Relax PyTorch upper bound (allowing 2.4) #4703

jakirkham · 2024-10-07T19:45:03Z

As the issue around PyTorch being built without NumPy was fixed in conda-forge, we can now relax these upper bounds to allow PyTorch 2.4.

xref: conda-forge/pytorch-cpu-feedstock#254
xref: conda-forge/pytorch-cpu-feedstock#266
xref: #4615

As the issue around PyTorch being built without NumPy was fixed in conda-forge, we can now relax these upper bounds to allow PyTorch 2.4.

alexbarghi-nv

👍

jakirkham · 2024-10-07T20:01:35Z

Odd looks the S3 upload of wheels built on CI failed.

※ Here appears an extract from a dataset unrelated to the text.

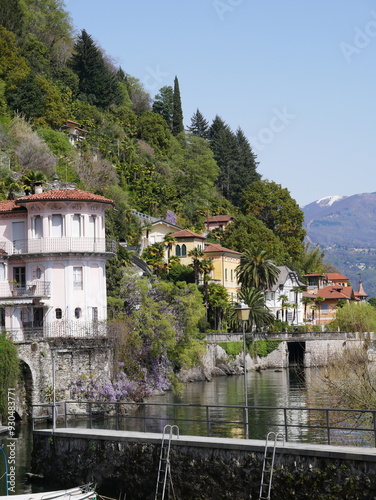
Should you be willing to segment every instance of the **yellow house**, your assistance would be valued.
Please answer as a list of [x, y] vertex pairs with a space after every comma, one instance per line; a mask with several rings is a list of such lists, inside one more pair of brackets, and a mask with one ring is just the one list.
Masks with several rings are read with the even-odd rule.
[[204, 255], [206, 259], [213, 259], [213, 281], [224, 286], [231, 302], [236, 302], [239, 291], [236, 268], [240, 264], [241, 253], [217, 243], [205, 243]]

Going to cancel builds and restart

[rapids-upload-to-s3] Path to upload is a directory, creating .tar.gz
./
./cugraph_equivariant_cu11-24.12.0a40-py3-none-any.whl
upload failed: - to s3://rapids-downloads/ci/cugraph/pull-request/4703/fb7a6a6/cugraph_wheel_python_cugraph-equivariant_cu11.tar.gz An error occurred (InternalError) when calling the PutObject operation (reached max retries: 2): We encountered an internal error. Please try again.
Error: Process completed with exit code 1.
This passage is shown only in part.